To disable NER for a specific entity and rely only on regex, set `ner: false`. SSN and EMAIL are good candidates — their formats are regular enough that NER adds noise rather than coverage.

To disable an entity type entirely, set `enabled: false`. This prevents Masker from running any detection pass for that kind.

## Applying a policy

### Global policy

Set `MASKER_POLICY_PATH` to point to your policy file before starting Masker. The default is `configs/mask_policy.yaml`.

To reload a running server without restarting it:

```bash theme={null}
curl -X POST https://masker-voice.fly.dev/api/v1/admin/policy/reload \
  -H "Cookie: masker_session=$MASKER_SESSION"
```

The reload is atomic — in-flight requests complete on the old policy; new requests immediately pick up the updated one.

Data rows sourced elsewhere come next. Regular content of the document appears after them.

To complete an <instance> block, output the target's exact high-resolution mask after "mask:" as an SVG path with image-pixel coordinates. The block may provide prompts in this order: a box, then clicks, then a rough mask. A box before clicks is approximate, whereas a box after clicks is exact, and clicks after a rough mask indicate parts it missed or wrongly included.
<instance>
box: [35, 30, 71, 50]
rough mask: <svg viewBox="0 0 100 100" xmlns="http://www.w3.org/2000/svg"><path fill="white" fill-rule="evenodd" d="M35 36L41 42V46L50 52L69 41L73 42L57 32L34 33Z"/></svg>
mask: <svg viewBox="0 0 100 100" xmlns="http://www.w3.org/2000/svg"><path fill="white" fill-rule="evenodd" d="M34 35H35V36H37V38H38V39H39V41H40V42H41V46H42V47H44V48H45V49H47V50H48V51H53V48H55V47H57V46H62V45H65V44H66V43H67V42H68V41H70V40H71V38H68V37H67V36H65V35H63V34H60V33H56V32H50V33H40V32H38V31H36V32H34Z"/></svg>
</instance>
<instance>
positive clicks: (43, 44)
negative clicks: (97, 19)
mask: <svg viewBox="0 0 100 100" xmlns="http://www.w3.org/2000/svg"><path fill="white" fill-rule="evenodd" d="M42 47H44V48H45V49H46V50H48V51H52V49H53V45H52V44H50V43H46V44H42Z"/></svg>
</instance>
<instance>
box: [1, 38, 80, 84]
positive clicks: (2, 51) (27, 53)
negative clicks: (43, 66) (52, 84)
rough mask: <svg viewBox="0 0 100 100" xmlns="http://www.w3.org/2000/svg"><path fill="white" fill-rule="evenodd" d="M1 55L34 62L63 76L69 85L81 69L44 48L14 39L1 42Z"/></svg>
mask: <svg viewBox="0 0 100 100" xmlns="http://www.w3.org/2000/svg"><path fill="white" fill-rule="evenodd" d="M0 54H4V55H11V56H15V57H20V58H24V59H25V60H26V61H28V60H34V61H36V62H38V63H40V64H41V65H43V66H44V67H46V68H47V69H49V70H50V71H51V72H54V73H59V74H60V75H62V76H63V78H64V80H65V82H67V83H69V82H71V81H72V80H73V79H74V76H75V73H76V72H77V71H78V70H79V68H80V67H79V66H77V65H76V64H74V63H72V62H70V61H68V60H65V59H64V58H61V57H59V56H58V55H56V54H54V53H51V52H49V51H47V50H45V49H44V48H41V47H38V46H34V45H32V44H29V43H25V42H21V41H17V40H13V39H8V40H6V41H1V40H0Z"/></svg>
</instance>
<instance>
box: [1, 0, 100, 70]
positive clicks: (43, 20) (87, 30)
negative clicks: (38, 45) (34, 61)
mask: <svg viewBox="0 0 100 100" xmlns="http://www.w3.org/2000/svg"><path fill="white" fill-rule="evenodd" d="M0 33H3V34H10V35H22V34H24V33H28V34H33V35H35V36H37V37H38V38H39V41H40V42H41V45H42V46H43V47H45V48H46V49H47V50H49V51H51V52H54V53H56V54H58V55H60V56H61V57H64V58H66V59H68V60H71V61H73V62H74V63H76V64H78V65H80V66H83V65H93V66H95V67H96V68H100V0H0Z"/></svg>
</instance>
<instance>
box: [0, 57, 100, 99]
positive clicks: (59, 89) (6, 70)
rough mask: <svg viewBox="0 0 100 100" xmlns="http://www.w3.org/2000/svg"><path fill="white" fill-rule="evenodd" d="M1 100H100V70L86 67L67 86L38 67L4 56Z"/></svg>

### Per-agent policy overrides

Each agent inherits the global policy by default. To assign a custom policy to one agent, pass `policy_yaml` when creating or updating the agent:

```bash theme={null}
curl -X POST https://masker-voice.fly.dev/api/v1/agents \
  -H "Cookie: masker_session=$MASKER_SESSION" \
  -H "Content-Type: application/json" \
  -d '{
    "name": "billing-bot",
    "upstream": "openai:gpt-4o-mini",
    "policy_yaml": "<contents of custom-policy.yaml>"
  }'
```

The custom YAML is stored alongside the agent record and loaded only for that agent's requests.

## CLI: validate and diff

Use the `masker policy` subcommands to validate and compare policies before deploying them.

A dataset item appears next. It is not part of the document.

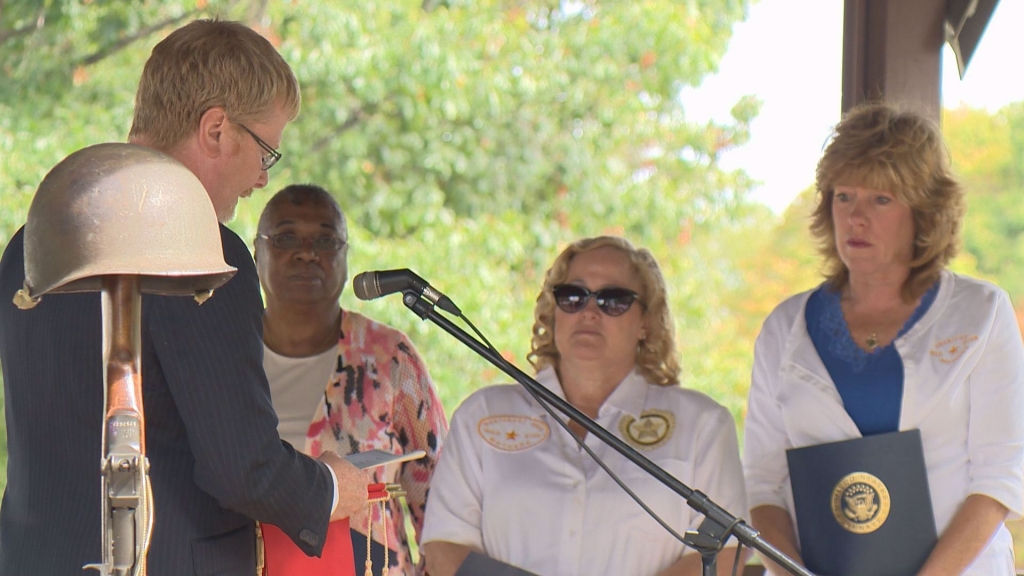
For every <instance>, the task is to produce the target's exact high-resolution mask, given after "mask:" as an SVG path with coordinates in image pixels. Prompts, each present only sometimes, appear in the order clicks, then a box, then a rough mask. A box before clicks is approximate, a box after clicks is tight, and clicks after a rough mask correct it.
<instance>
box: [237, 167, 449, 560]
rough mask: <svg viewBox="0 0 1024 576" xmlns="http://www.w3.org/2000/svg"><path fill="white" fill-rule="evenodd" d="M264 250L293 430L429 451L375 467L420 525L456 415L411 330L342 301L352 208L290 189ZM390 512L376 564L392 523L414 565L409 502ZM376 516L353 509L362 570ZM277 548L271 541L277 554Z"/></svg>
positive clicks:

### Validate before deploying

```bash theme={null}
masker policy validate configs/mask_policy.yaml
```

Validation catches the three most common errors:

* `unknown_kid` — the policy references a `kid` with no matching `MASKER_KEY_<kid>` environment variable
* `invalid_pass` — the `passes` list contains a name Masker doesn't recognize
* `missing_entity` — an entity referenced in `passes` is not declared under `entities`

<Warning>
  Validation errors prevent boot in production mode. In development mode (`MASKER_DEV=1`) Masker logs the error and falls through to defaults — never rely on this in production.
</Warning>

### Diff two policy versions

```bash theme={null}
masker policy diff configs/mask_policy.yaml configs/mask_policy_v2.yaml
```

The diff shows which entities were added or removed, which thresholds changed, and which actions changed. Run this before replacing a live policy to understand the impact on detection coverage.